11.4.3. The ucc Component

The ucc collective component uses the Unified Collective Communication (UCC) library to offload selected MPI collective operations to UCC. This component is useful on systems where UCC has been configured for the target transport or accelerator environment.

11.4.3.1. Building with UCC

Open MPI must be configured with UCC support:

shell$ ./configure --with-ucc=/path/to/ucc-install

If UCC support is explicitly requested and the UCC headers and library cannot be found, configure aborts. The ucc component is disabled when Open MPI is configured with progress thread support, because the UCC driver does not currently support progress threads.

11.4.3.2. Enabling the Component

The component is not enabled by default. Enable it at run time and give it a high enough priority to be selected:

shell$ mpirun --mca coll_ucc_enable 1 \
              --mca coll_ucc_priority 100 \
              -np 64 ./my_mpi_app

The ucc component is considered only for intracommunicators whose size is at least coll_ucc_np. The default value of coll_ucc_np is 2.

11.4.3.3. UCC Layers and Protocols

For each MPI communicator selected for UCC, Open MPI creates a UCC team: the UCC group object used to initialize and execute collective operations. Inside UCC, collective implementations are selected through two kinds of layers:

  • Collective layers (CLs), such as basic and hier, decide how a collective is decomposed.

  • Team layers (TLs), such as ucp, self, cuda, nccl, rccl, sharp, and mlx5, provide the underlying transport or accelerator implementation.

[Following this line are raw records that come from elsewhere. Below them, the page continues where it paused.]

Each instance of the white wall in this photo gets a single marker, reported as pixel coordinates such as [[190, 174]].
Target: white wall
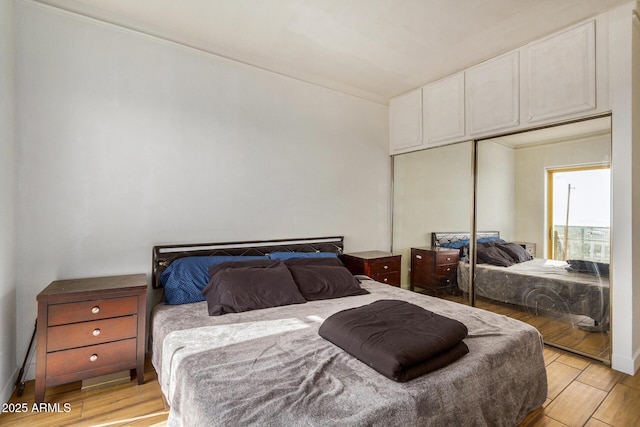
[[625, 274], [530, 180], [7, 203], [126, 141]]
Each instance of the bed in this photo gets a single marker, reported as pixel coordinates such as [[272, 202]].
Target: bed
[[270, 366], [536, 284]]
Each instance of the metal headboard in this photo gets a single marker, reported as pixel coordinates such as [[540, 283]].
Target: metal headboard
[[163, 255]]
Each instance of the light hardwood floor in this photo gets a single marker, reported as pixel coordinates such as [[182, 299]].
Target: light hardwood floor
[[581, 393]]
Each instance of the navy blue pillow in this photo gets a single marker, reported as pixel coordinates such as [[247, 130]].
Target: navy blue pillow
[[283, 256], [185, 278]]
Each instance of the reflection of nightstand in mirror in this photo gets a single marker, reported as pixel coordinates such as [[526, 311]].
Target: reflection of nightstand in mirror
[[530, 247], [434, 269]]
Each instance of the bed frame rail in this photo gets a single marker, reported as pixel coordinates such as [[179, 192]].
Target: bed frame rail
[[163, 255]]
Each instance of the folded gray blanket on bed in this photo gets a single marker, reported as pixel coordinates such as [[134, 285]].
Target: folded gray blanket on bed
[[398, 339]]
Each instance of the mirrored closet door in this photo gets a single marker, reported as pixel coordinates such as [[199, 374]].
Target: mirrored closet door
[[432, 193], [539, 203], [543, 220]]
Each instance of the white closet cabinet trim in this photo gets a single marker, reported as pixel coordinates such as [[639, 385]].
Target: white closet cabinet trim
[[443, 110], [405, 120], [493, 94], [562, 74]]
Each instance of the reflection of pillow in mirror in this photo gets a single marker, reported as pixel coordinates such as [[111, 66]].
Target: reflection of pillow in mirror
[[490, 239], [517, 252], [455, 245], [490, 254]]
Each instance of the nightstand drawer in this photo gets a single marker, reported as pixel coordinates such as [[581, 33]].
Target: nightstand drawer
[[443, 258], [384, 266], [92, 357], [445, 270], [90, 333], [61, 314], [392, 278]]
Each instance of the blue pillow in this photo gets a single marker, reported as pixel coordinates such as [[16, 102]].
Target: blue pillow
[[490, 239], [455, 245], [282, 256], [186, 277]]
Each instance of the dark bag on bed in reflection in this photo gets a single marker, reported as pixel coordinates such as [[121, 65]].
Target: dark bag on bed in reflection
[[588, 267], [399, 340]]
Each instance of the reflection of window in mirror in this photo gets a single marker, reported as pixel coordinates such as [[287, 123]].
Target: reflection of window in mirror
[[579, 211]]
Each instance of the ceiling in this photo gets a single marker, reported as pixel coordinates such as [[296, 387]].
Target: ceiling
[[374, 49]]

For example, the ucp TL uses UCX/UCP transports such as InfiniBand, RoCE, and shared memory; sharp uses SHARP in-network collective offload; and nccl or rccl can be used for GPU collectives on CUDA or ROCm memory.

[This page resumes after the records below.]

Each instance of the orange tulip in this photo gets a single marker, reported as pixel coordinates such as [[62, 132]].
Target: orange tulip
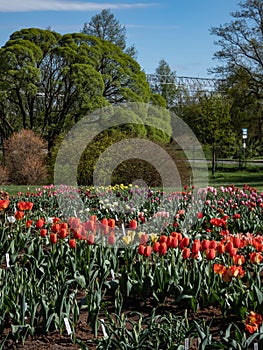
[[186, 253], [19, 215], [255, 257]]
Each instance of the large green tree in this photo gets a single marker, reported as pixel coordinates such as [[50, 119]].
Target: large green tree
[[49, 81], [105, 25], [164, 83]]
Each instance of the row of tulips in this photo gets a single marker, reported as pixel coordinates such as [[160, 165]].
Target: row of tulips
[[217, 261]]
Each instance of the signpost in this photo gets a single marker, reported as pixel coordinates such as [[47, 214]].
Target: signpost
[[244, 138]]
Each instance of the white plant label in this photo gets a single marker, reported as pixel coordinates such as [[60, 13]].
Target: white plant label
[[105, 335], [67, 325], [7, 259]]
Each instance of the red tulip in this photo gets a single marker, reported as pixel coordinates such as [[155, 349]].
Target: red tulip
[[111, 238], [91, 239], [53, 238], [162, 249], [255, 257], [147, 250], [133, 224], [40, 223], [196, 246], [210, 254], [163, 239], [186, 252], [29, 223], [63, 232], [19, 215], [156, 247], [184, 242], [43, 232], [72, 243], [141, 249], [4, 203], [111, 223]]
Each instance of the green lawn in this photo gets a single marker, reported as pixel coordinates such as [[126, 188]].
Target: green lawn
[[252, 176]]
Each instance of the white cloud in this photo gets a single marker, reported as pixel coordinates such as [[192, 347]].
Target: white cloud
[[60, 5]]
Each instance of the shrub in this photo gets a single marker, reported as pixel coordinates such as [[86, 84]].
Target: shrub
[[24, 157]]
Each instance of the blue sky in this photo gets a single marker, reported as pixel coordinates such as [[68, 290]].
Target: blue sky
[[174, 30]]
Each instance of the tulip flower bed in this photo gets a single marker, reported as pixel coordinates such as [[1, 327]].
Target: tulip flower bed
[[129, 274]]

The basic CL is the general-purpose layer. The hier CL can use system hierarchy when it is available; for example, it may split work across NODE and NET subgroups, plus the FULL group, and then pipeline phases through different TLs. A typical hierarchical protocol could use an intra-node reduction, an inter-node operation such as SHARP, and an intra-node broadcast.

The exact CLs, TLs, and algorithms available depend on how UCC was built. Use UCC’s own tools to inspect the installed library:

shell$ ucc_info -s   # Show available CLs and TLs
shell$ ucc_info -A   # Show supported collective algorithms
shell$ ucc_info -caf # Show UCC configuration variables

Open MPI’s coll_ucc_cls MCA parameter is passed to UCC as its CLS setting. It can be used to restrict team creation to specific UCC collective layers, for example:

shell$ mpirun --mca coll_ucc_enable 1 \
              --mca coll_ucc_cls hier \
              ./my_mpi_app

For lower-level TL tuning, use UCC environment variables such as UCC_TL_<NAME>_TUNE or a UCC configuration file. UCC scores TLs based on factors including the collective type, message size, memory type, and team size.

11.4.3.4. Selecting Collective Operations

Use coll_ucc_cts to choose which collective operations the component should provide. By default, the component enables all supported blocking and nonblocking operations.

shell$ mpirun --mca coll_ucc_enable 1 \
              --mca coll_ucc_cts allreduce,iallreduce,bcast,ibcast \
              ./my_mpi_app

Prefix the value with ^ to start from all supported operations and disable specific operations from that set:

shell$ mpirun --mca coll_ucc_enable 1 \
              --mca coll_ucc_cts ^alltoall,ialltoall \
              ./my_mpi_app

The supported operation names are:

  • barrier, bcast, allreduce, alltoall, alltoallv, allgather, allgatherv, reduce, gather, gatherv, reduce_scatter_block, reduce_scatter, scatterv, and scatter

  • ibarrier, ibcast, iallreduce, ialltoall, ialltoallv, iallgather, iallgatherv, ireduce, igather, igatherv, ireduce_scatter_block, ireduce_scatter, iscatterv, and iscatter

The aliases colls_b, colls_i (or colls_nb), and colls_p select all blocking, nonblocking, and persistent collective operations, respectively. Individual persistent collective operations can be selected by adding the _init suffix to the blocking operation name, for example allreduce_init.

11.4.3.5. Other MCA Parameters

Parameter

Default

Description

coll_ucc_enable

0

Enable or disable the component.

coll_ucc_priority

10

Component selection priority.

coll_ucc_verbose

0

Verbosity level for component logging.

coll_ucc_np

2

Minimum communicator size for enabling the component.

coll_ucc_cls

UCC default

Comma-separated list of UCC collective layers to use for team creation, passed to UCC as CLS.

coll_ucc_cts

All supported blocking and nonblocking operations

Comma-separated list of UCC collective types to enable.

11.4.3.6. Verifying Selection

Use coll_base_verbose to check which collective component Open MPI selects for each operation:

shell$ mpirun --mca coll_ucc_enable 1 \
              --mca coll_ucc_priority 100 \
              --mca coll_base_verbose 20 \
              ./my_mpi_app

See Available Collective Components for more details about interpreting collective component selection output.